Spacecraft properties
- Spacecraft: Space Shuttle Columbia (planned)
- Launch mass: 1,217,990 kg (2,685,210 lb)
- Landing mass: 90,584 kg (199,704 lb)
- Payload mass: 21,937 kg (48,363 lb)

Crew
- Crew size: 7 (planned)
- Members: Michael L. Coats John E. Blaha Robert C. Springer Anna L. Fisher James F. Buchli Pratiwi Sudarmono Nigel R. Wood

Start of mission
- Launch date: 24 June 1986, 13:09:00 UTC (planned)
- Rocket: Space Shuttle Columbia
- Launch site: Kennedy Space Center, LC-39B
- Contractor: Rockwell International

End of mission
- Landing date: 1 July 1986, 21:00:51 UTC (planned)
- Landing site: Kennedy Space Center, Runway 15

Orbital parameters
- Reference system: Geocentric orbit (planned)
- Regime: Low Earth orbit
- Perigee altitude: 285 km (177 mi)
- Apogee altitude: 295 km (183 mi)
- Inclination: 28.45°
- Period: 90.40 minutes

= STS-61-H =

Canceled Space Shuttle mission

STS-61-H was a NASA Space Shuttle mission planned to launch on 24 June 1986 using Columbia. However, it was canceled after the Challenger disaster.

== Crew ==

| Position | Astronaut |  |
|---|---|---|
| Commander | Michael L. Coats Would have been second space mission |  |
| Pilot | John E. Blaha Would have been first space mission |  |
| Mission Specialist 1 | Robert C. Springer Would have been first space mission |  |
| Mission Specialist 2 | Anna L. Fisher Would have been second space mission |  |
| Mission Specialist 3 | James F. Buchli Would have been third space mission |  |
| Payload Specialist 1 | Pratiwi Sudarmono Would have been first space mission |  |
| Payload Specialist 2 | Nigel R. Wood Would have been first space mission |  |

=== Backup crew ===

| Position | Astronaut |  |
|---|---|---|
| Payload Specialist 1 | Taufik Akbar |  |
| Payload Specialist 2 | Richard A. Farrimond |  |

== Crew notes ==
Before Buchli was assigned to STS-61-H, Norman E. Thagard was the potential Mission Specialist 3 for this flight.

== Mission objectives ==
The main task of the mission was to bring two commercial satellites into orbit – Palapa B3 and Westar-6S, and military communication satellite - Skynet-4A, The British Skynet and the Indonesian Palapa were supposed to be accompanied by an astronaut from the two countries.

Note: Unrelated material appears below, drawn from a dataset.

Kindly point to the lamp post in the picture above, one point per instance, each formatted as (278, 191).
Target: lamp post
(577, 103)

After the Challenger disaster, the deployment of commercial satellites by the Space Shuttle was stopped, and for several years no international astronauts were nominated. Thus, neither the British nor the Indonesian payload specialists got a second chance for a spaceflight. The NASA crew however stayed together and participated in a 56-hour-long simulated mission known as STS-61-M(T) in 1987. The crew finally flew on STS-29, with Anna L. Fisher being replaced by James P. Bagian.

Skynet 4A was launched on 1 January 1990 with a Titan III, Westar-6S was renamed Galaxy-6 and launched on 12 October 1992 by an Ariane 44L. Palapa-B3 was renamed to Palapa B2P and was launched on 20 March 1987 with a Delta-3920.